Last week, the Gavel was unequivocal in its call on both leader of government business in the House, Andrew Holness and his Opposition counterpart Derrick Kellier to scrap the current format of the debate. The Gavel boldly recommended a more structured approach to the debate, which would zero in on at least five key areas of national importance. The idea was for parliamentarians to seize the gravity of the rapidly declining economic indicators and move with urgency to elevate the dialogue in a national context of recovery, development and growth.

A glimmer of hope illuminated Gordon House on Wednesday, when Central Kingston Member of Parliament Ronald Thwaites called for the revamping of the Sectoral Debate in its current form.

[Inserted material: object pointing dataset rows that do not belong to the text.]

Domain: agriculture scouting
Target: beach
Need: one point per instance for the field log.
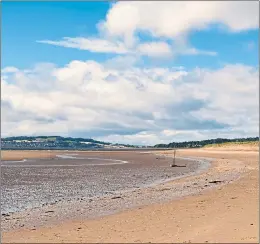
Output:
(214, 203)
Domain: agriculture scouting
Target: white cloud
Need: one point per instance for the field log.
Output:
(9, 70)
(134, 105)
(172, 19)
(155, 49)
(90, 44)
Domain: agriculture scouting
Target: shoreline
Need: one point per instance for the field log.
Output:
(30, 213)
(220, 167)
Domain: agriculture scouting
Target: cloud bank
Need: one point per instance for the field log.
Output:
(141, 106)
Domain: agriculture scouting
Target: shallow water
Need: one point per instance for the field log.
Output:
(36, 182)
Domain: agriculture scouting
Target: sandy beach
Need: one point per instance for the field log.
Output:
(217, 205)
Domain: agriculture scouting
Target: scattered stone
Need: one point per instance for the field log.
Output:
(50, 211)
(215, 181)
(116, 197)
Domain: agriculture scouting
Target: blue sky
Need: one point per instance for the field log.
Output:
(134, 43)
(26, 22)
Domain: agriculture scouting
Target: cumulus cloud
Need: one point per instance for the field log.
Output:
(121, 30)
(172, 19)
(135, 105)
(155, 49)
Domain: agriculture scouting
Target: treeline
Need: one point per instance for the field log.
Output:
(197, 144)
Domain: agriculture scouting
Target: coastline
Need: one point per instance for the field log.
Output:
(140, 219)
(85, 208)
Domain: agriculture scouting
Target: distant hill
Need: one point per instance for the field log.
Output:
(197, 144)
(55, 142)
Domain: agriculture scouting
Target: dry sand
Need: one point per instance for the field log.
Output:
(225, 214)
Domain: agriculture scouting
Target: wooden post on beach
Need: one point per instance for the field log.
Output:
(173, 162)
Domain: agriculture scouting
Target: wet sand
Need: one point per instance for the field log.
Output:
(218, 205)
(76, 185)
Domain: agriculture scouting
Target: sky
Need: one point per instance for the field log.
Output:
(130, 72)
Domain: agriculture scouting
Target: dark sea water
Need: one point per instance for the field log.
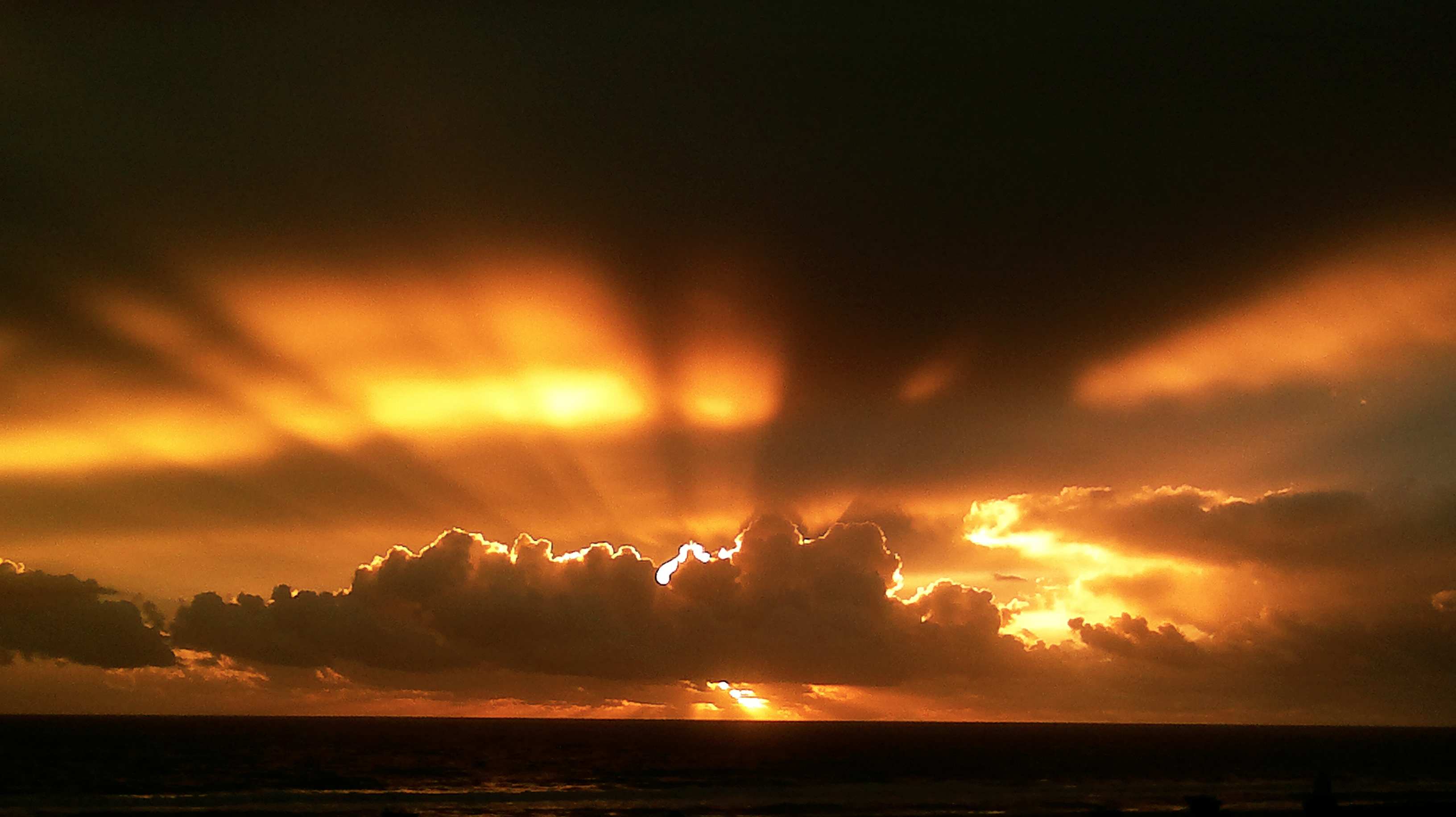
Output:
(445, 767)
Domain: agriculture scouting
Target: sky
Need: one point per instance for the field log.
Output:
(1038, 363)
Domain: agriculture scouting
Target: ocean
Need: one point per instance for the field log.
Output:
(564, 768)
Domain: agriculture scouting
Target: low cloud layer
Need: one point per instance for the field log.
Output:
(819, 627)
(62, 616)
(779, 609)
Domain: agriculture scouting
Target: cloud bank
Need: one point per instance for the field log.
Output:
(781, 608)
(62, 616)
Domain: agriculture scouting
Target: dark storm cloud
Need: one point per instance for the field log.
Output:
(781, 609)
(62, 616)
(1129, 637)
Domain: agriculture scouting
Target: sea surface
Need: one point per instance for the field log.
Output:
(561, 768)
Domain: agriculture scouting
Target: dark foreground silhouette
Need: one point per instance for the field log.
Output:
(376, 767)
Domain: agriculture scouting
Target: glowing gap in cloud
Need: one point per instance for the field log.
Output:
(694, 549)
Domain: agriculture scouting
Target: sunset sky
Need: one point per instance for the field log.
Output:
(743, 362)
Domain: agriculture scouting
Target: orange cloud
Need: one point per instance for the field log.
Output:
(63, 616)
(525, 344)
(1350, 317)
(779, 608)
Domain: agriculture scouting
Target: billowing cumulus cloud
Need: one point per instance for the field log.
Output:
(62, 616)
(781, 608)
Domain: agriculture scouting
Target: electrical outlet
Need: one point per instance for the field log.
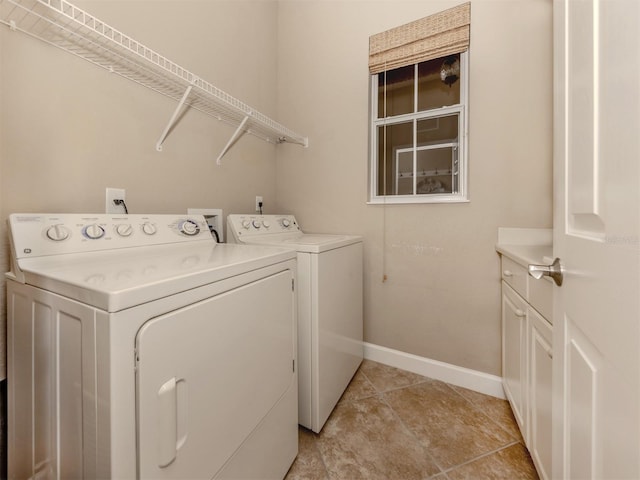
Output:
(114, 194)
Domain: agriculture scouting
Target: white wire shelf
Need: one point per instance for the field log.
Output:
(70, 28)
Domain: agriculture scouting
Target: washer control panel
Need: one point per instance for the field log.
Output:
(255, 225)
(53, 234)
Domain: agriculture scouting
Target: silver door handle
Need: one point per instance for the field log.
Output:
(554, 271)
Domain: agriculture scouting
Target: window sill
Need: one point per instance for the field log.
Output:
(406, 200)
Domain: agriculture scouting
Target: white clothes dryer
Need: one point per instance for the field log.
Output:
(138, 348)
(330, 346)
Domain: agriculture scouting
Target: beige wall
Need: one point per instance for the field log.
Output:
(69, 129)
(442, 296)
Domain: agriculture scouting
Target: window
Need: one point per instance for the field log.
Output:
(418, 119)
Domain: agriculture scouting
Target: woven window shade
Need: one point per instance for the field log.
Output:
(435, 36)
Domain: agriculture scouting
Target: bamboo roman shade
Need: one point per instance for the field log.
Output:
(435, 36)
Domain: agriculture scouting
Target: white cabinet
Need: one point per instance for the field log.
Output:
(514, 348)
(526, 357)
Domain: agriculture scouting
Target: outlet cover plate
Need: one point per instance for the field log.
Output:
(111, 195)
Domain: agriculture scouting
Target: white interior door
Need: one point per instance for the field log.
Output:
(597, 237)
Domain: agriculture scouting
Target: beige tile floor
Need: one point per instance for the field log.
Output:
(392, 424)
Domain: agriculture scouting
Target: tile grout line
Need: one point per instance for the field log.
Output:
(479, 457)
(406, 427)
(484, 413)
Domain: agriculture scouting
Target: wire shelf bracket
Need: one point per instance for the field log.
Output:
(62, 24)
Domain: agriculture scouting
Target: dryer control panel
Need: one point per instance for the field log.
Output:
(259, 225)
(34, 235)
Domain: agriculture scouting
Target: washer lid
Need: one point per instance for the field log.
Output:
(305, 242)
(117, 279)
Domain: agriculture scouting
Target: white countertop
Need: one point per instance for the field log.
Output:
(526, 245)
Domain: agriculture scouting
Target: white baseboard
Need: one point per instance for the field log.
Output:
(446, 372)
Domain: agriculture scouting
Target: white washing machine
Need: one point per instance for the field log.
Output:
(330, 347)
(139, 348)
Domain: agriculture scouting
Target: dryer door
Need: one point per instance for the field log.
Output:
(208, 373)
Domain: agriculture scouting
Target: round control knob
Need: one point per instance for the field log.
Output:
(57, 233)
(149, 228)
(124, 229)
(189, 227)
(93, 231)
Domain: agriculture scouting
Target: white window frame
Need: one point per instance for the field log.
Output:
(461, 109)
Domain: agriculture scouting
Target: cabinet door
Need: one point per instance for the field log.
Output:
(540, 337)
(514, 353)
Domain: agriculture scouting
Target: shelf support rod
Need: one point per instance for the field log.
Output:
(239, 131)
(172, 120)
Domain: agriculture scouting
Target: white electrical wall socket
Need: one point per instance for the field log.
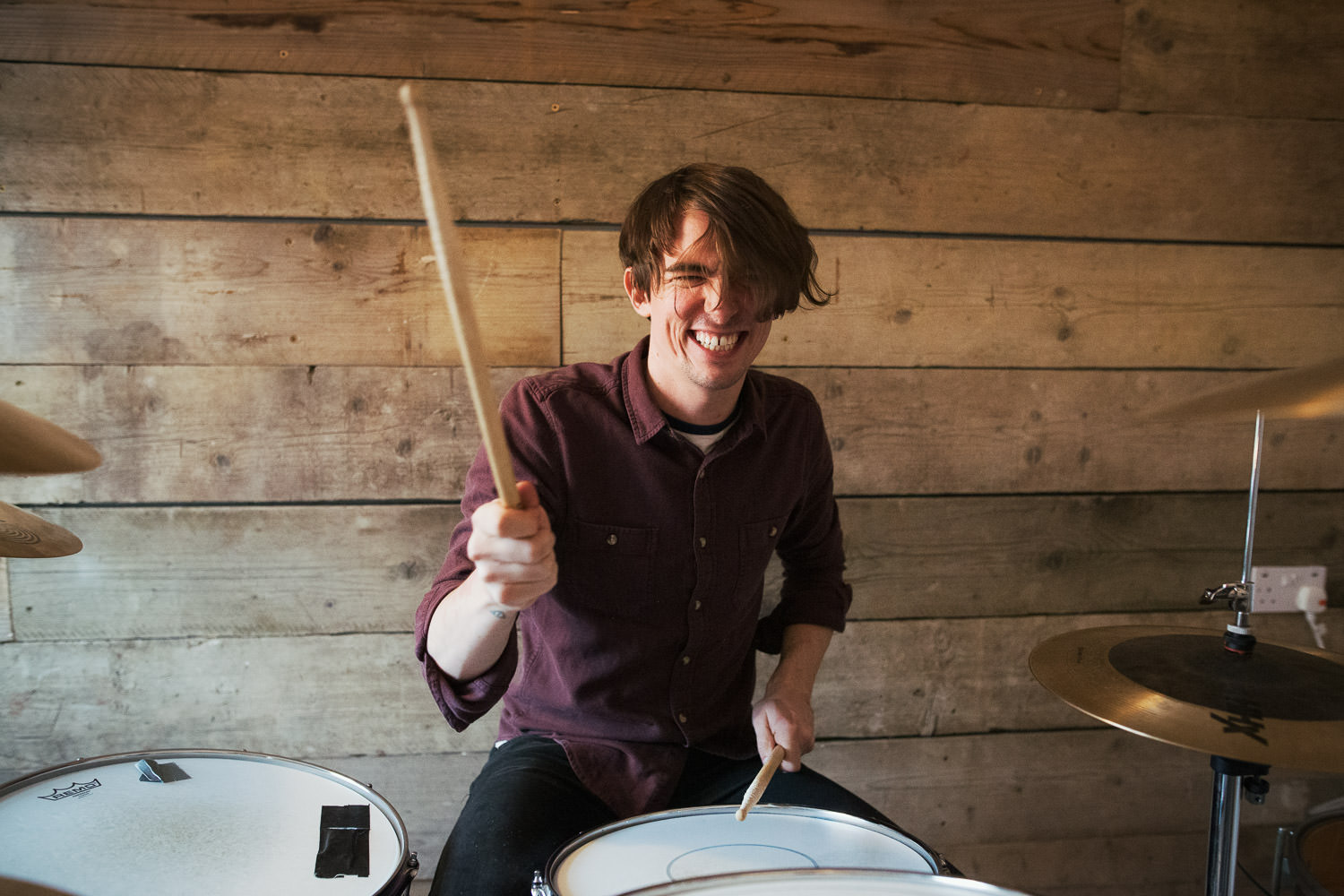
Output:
(1288, 589)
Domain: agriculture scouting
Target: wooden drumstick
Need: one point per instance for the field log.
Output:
(448, 255)
(761, 780)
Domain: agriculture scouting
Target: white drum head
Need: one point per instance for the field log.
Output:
(698, 842)
(827, 883)
(220, 823)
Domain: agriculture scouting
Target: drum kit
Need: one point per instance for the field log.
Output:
(250, 823)
(239, 823)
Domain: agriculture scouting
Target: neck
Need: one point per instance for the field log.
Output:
(704, 411)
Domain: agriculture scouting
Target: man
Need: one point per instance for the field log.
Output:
(616, 613)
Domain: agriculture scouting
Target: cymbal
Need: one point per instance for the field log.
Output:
(1277, 705)
(24, 535)
(1298, 394)
(13, 887)
(30, 445)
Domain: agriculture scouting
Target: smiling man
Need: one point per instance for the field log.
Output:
(618, 611)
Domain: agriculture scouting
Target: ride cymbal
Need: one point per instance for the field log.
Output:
(1304, 392)
(24, 535)
(1276, 705)
(30, 445)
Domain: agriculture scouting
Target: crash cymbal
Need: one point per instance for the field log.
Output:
(24, 535)
(30, 445)
(1276, 705)
(1303, 392)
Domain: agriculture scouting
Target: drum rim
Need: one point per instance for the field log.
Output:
(405, 860)
(954, 884)
(1297, 861)
(774, 809)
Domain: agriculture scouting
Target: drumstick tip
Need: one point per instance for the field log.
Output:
(760, 783)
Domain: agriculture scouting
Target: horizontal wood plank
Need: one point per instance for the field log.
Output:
(975, 799)
(226, 293)
(1027, 53)
(994, 303)
(1231, 58)
(300, 697)
(260, 571)
(191, 435)
(967, 676)
(362, 694)
(175, 142)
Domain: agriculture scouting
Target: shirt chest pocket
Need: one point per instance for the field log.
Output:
(607, 567)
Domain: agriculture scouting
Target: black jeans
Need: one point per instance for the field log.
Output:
(527, 804)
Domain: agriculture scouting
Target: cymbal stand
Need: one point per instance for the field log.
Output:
(1230, 775)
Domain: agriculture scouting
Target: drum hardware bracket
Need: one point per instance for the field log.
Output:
(1230, 775)
(1238, 595)
(160, 772)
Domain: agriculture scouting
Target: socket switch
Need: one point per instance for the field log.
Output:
(1289, 589)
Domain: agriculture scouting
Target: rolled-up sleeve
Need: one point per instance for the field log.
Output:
(812, 552)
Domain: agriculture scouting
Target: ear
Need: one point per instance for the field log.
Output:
(639, 298)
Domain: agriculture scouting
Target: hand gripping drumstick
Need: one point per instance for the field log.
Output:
(448, 257)
(761, 780)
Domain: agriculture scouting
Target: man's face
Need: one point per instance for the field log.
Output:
(704, 333)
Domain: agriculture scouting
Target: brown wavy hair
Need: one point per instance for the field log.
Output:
(757, 237)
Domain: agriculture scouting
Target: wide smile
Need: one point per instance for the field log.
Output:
(717, 341)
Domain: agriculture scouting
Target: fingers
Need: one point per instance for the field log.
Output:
(513, 549)
(787, 724)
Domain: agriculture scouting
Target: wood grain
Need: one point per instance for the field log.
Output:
(1234, 59)
(1064, 53)
(362, 694)
(296, 570)
(185, 435)
(83, 290)
(992, 303)
(175, 142)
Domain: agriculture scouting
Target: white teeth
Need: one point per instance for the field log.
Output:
(717, 343)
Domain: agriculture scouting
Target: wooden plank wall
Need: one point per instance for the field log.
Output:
(1043, 220)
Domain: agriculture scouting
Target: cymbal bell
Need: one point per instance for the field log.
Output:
(1298, 394)
(24, 535)
(1277, 705)
(30, 445)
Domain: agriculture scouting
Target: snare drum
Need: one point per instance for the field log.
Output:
(827, 882)
(685, 844)
(204, 823)
(1317, 857)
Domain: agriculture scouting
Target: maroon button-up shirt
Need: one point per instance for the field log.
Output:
(645, 646)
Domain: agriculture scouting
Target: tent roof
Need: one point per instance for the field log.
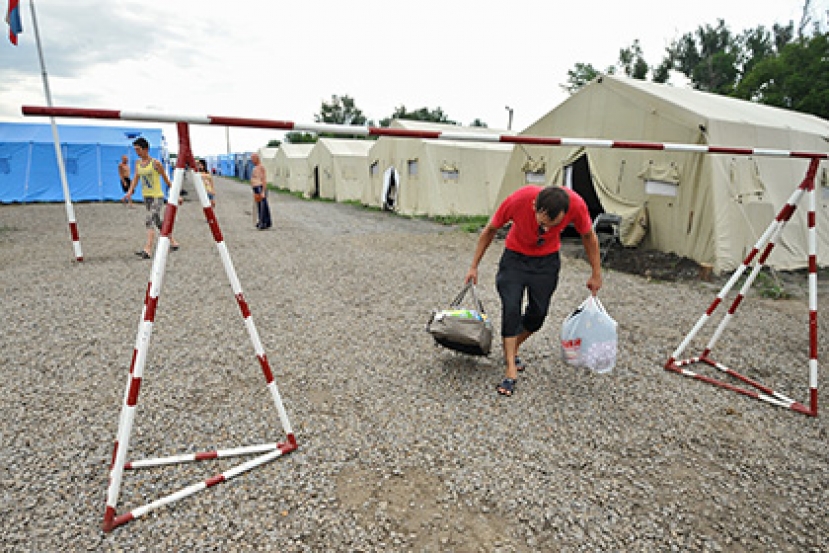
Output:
(441, 127)
(721, 108)
(346, 147)
(296, 150)
(78, 134)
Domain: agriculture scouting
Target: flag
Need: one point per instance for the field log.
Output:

This call comes as no surprise to the Gavel as Thwaites has distinguished himself as one of the few MPs who has truly made his mark in Gordon House in terms of his con-sistent and hard-working approach to representing his constituents in the chamber.

losts its currency

An independent thinker and thought-provoking debater, Thwaites argued that the Sectoral Debate in its current form had lost its currency.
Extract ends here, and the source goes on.